By Kim Palmer
CLEVELAND (Reuters) - An Ohio prosecutor has rebuffed a request by the Cleveland branch of the NAACP for the release of grand jury testimony in the police shooting death of 12-year-old Tamir Rice, saying it would put those on the jury at risk of threats.
In response, the National Association for the Advancement of Colored People's Vice President James Hardiman said Thursday the group was disappointed by the decision and would file a motion with the judge who presided over the grand jury to release the testimony.
Cuyahoga County Prosecutor Timothy McGinty said in a statement late Wednesday the NAACP were taking issue with the grand jury secrecy only because the group disagreed with the decision not to charge the officers involved in the November 2014 shooting.
The NAACP had sent a letter to McGinty's office earlier on Wednesday requesting that the grand jury testimony be made public in a case that was one of several nationwide that has fueled scrutiny and outrage over the use of deadly force by police against minorities. Rice was black and the officers involved are white.
"Grand jury secrecy is designed to allow grand jurors and witnesses to perform their legal duties without fear of retaliation or recrimination," McGinty said, and releasing the testimony would set a "dangerous precedent" and violate the law.
"To subject the grand jury to the hate mail and death threats this case has generated would be unwise and unfair," he added.
McGinty said his office has been more open on investigations of police shootings, but written investigative reports issued to the public on such incidents are separate from grand jury proceedings.
"The prosecutor said the grand jury is supposed to be secret but not all of it was," NAACP's Hardiman said. "He chose the bits and pieces to release to the public and we think he should now release all the bits and pieces."
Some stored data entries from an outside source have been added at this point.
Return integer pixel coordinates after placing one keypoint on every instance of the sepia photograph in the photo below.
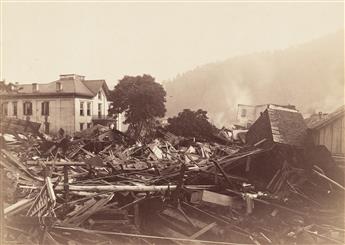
(175, 122)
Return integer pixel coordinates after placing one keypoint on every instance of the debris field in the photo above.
(102, 187)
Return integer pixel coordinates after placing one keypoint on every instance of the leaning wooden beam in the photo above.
(329, 180)
(121, 188)
(57, 164)
(203, 230)
(142, 236)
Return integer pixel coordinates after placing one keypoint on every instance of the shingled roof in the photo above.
(279, 125)
(72, 85)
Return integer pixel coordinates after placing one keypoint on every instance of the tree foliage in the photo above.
(190, 123)
(140, 97)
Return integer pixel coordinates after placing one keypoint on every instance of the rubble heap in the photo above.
(101, 187)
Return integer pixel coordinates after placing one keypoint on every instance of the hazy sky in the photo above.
(109, 40)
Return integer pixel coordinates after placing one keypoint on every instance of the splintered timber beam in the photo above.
(123, 188)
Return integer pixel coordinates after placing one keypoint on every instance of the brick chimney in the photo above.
(71, 77)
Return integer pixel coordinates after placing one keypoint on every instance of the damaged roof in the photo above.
(279, 125)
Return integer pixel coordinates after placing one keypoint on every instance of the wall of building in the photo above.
(85, 119)
(332, 136)
(247, 114)
(61, 113)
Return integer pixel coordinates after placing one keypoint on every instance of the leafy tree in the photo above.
(190, 123)
(141, 98)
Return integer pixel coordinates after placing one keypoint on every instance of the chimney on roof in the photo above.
(35, 88)
(58, 86)
(71, 77)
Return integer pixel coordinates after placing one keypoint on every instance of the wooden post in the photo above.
(2, 191)
(65, 185)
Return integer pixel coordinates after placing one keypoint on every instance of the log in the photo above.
(124, 188)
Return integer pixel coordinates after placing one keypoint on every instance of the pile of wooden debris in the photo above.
(100, 187)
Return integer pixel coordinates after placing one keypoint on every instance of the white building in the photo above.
(71, 103)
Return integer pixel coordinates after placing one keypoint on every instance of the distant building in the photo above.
(278, 125)
(71, 103)
(328, 130)
(248, 114)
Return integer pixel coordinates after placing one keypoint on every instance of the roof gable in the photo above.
(279, 126)
(73, 85)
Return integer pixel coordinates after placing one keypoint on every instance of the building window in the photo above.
(5, 108)
(15, 109)
(81, 108)
(88, 108)
(27, 108)
(99, 110)
(243, 113)
(45, 108)
(46, 127)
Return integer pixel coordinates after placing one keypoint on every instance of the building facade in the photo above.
(71, 103)
(329, 131)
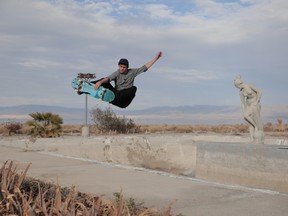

McGinty has been criticized for the release of multiple reports before the grand jury decision that found the shooting “reasonable.” A coalition of Cleveland African-American leaders has called for his ouster in upcoming elections in November.
A grand jury last month declined to bring criminal charges against officers Timothy Loehmann and Frank Garmback.
Loehmann shot 12-year-old Rice within seconds of arriving at the park. Rice died the following day and an investigation revealed that a gun he was seen holding was a replica that shoots plastic pellets.
The police department announced an administrative review after the grand jury decision to determine whether the officers or others should be disciplined.